Is this proof of $\epsilon$-greedy policy improvement correct?

Question

The following paragraph about $\epsilon$-greedy policies can be found at the end of page 100, under section 5.4, of the book "Reinforcement Learning: An Introduction" by Richard Sutton and Andrew Barto (second edition, 2018).

but with probability $\varepsilon$ they instead select an action at random. That is, all nongreedy actions are given the minimal probability of selection, $\frac{\varepsilon}{|\mathcal{A}(s)|}$, and the remaining bulk of the probability, $1-\varepsilon+\frac{\varepsilon}{|\mathcal{A}(s)|}$, is given to the greedy action. The $\varepsilon$-greedy policies are

So, the non-greedy actions are given the probability $\frac{\varepsilon}{|\mathcal{A}(s)|}$, and the greedy action is given the probability $1-\varepsilon+\frac{\varepsilon}{|\mathcal{A}(s)|}$. All clear up to this point.

However, I have a doubt in the policy improvement theorem that is mentioned in page 101, under section 5.4. I have enclosed a copy of this proof for your convenience:

$$ \begin{aligned} q_{\pi}(s, \pi^{\prime}(s)) &=\sum_{a} \pi^{\prime}(a \mid s) q_{\pi}(s, a) \\ &=\frac{\varepsilon}{|\mathcal{A}(s)|} \sum_{a} q_{\pi}(s, a)+(1-\varepsilon) \max _{a} q_{\pi}(s, a) \\ & \geq \frac{\varepsilon}{|\mathcal{A}(s)|} \sum_{a} q_{\pi}(s, a)+(1-\varepsilon) \sum_{a} \frac{\pi(a \mid s)-\frac{\varepsilon}{|\mathcal{A}(s)|}}{1-\varepsilon} q_{\pi}(s, a)\\ &=\frac{\varepsilon}{|\mathcal{A}(s)|} \sum_{a} q_{\pi}(s, a)-\frac{\varepsilon}{|\mathcal{A}(s)|} \sum_{a} q_{\pi}(s, a)+\sum_{a} \pi(a \mid s) q_{\pi}(s, a) \\ &=v_{\pi}(s) . \end{aligned} $$

My question is shouldn't the greedy action be chosen with a probability of $1-\varepsilon+\frac{\varepsilon}{|\mathcal{A}(s)|}$?

The weighing factors do not add up to 1, as they are probability values.
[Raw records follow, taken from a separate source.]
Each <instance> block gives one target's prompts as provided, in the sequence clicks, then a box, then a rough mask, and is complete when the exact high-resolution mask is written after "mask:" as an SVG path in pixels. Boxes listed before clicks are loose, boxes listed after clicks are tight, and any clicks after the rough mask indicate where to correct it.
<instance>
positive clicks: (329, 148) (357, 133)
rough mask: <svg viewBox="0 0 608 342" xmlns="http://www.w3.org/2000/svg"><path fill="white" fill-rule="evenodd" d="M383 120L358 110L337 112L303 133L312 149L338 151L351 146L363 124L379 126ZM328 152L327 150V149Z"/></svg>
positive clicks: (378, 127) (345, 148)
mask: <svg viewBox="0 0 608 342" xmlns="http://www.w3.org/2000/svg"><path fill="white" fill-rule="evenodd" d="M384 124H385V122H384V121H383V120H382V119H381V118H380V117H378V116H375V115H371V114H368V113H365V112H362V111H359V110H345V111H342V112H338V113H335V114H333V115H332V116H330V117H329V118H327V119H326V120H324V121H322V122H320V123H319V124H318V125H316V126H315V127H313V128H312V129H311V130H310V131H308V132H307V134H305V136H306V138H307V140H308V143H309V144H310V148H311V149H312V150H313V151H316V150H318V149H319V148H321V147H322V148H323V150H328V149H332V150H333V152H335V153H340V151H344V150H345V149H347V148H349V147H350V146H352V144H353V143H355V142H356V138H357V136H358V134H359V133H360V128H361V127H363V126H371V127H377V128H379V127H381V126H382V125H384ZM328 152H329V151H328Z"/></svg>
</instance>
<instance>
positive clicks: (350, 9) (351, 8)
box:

With this argument, the proof (with a slight modification) would be:

$$ \begin{aligned} q_{\pi}(s, \pi^{\prime}(s)) &=\sum_{a} \pi^{\prime}(a \mid s) q_{\pi}(s, a) \\ &=\frac{\varepsilon}{|\mathcal{A}(s)|} \sum_{a} q_{\pi}(s, a)+ \left( 1-\varepsilon+\frac{\varepsilon}{|\mathcal{A}(s)|} \right) \max _{a} q_{\pi}(s, a) \\ & \geq \frac{\varepsilon}{|\mathcal{A}(s)|} \sum_{a} q_{\pi}(s, a)+\left(1-\varepsilon+\frac{\varepsilon}{|\mathcal{A}(s)|} \right) \sum_{a} \frac{\pi(a \mid s)-\frac{\varepsilon}{|\mathcal{A}(s)|}}{1-\varepsilon+\frac{\varepsilon}{|\mathcal{A}(s)|} } q_{\pi}(s, a)\\ &=\frac{\varepsilon}{|\mathcal{A}(s)|} \sum_{a} q_{\pi}(s, a)-\frac{\varepsilon}{|\mathcal{A}(s)|} \sum_{a} q_{\pi}(s, a)+\sum_{a} \pi(a \mid s) q_{\pi}(s, a) \\ &=v_{\pi}(s) . \end{aligned} $$

Though the end result isn't changed, I just want to know what I am conceptually missing, in order to understand the proof that is originally provided.

Answer 1

The weights do sum to one. Note that in the second line where we have $$\frac{\epsilon}{|\mathcal{A}(s)|} \sum_a q_{\pi}(s,a) + (1-\epsilon)\max_aq_{\pi}(s,a) \; ,$$ the sum is over the whole action space, including the greedy action, so the sum of the weights will be $\frac{\epsilon}{|\mathcal{A}(s)|} \times |\mathcal{A}(s)| + (1-\epsilon) = 1$.